Poi, la lenta presa di coscienza dei superiori, che gli revocarono la licenza quando, ormai, aveva rovinato la vita di moltissimi pazienti. Infine, le sue dichiarazioni, che furono sempre sconclusionate: più volte si definì un genio, un innovatore osteggiato dal sistema.
L'evoluzione della serie
Ad aggiungere pepe alla serie c'è il tentativo di esplorare le diverse sfaccettature del personaggio. La trama, seppur romanzata, si basa su tutti i documenti che sono stati raccolti per ricostruire la storia di Duntsch.
Documenti che, per altro, hanno dato vita a un seguitissimo podcast chiamato proprio Dr. Death, che riporta con ancor più dovizia di particolari tutte le vicende accadute e non solo.
Sia nel podcast che nella serie a fare la differenza sono gli accadimenti nella vita quotidiana del protagonista, che sin da giovane si scontra con dei fallimenti che non solo non vuole mai accettare, ma che continua ad attribuire a cause che non hanno nulla a che fare con lui.

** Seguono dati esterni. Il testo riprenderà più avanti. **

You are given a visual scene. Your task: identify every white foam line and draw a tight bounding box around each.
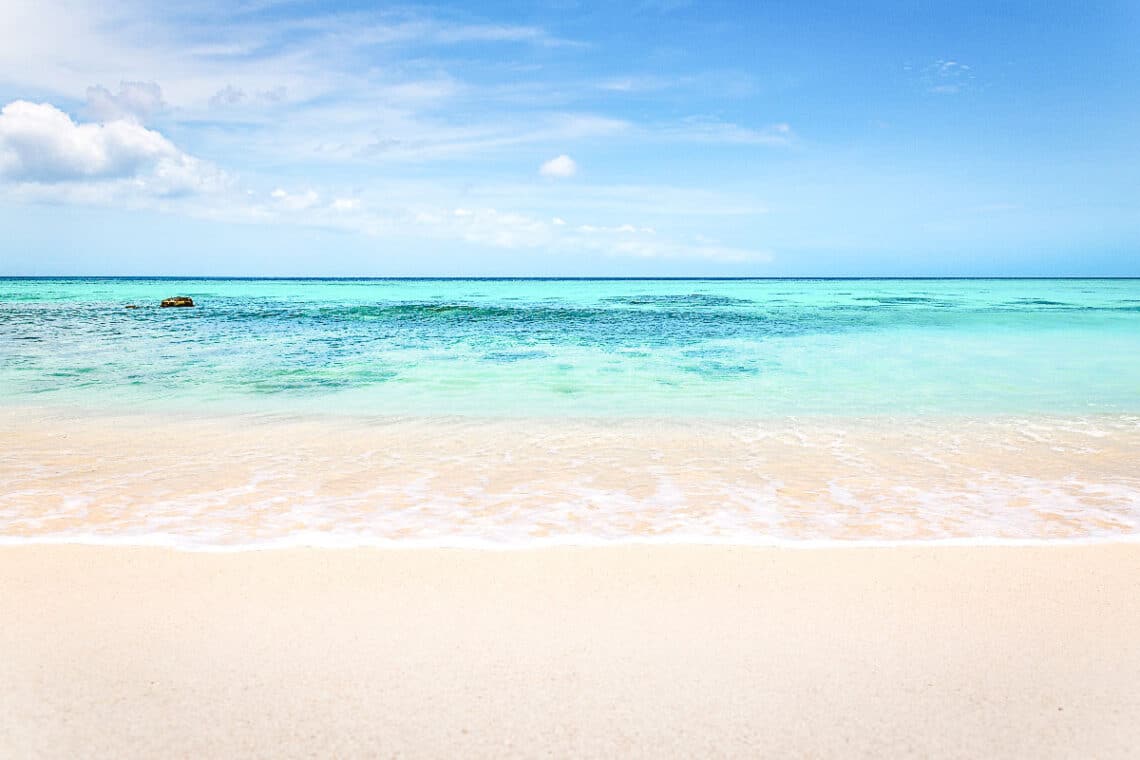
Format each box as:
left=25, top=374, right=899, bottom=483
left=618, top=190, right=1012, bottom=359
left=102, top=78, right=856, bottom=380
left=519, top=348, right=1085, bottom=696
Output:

In giovane età non riesce ad affermarsi come giocatore di football, ma minimizza e denigra coach e colleghi; non riesce a essere un buon amico né un buon padre ma non accetta di avere dei difetti.
Il quadro psicologico di Duntsch accende, in sostanza, i riflettori su una grande verità: in una società che ci vorrebbe tutti felici e realizzati e che ci incoraggia a essere chiunque vogliamo, quanto pericoloso e devastante può essere, per individui di base già fragili o privi di di scrupoli, scontrarsi con la fallace natura umana?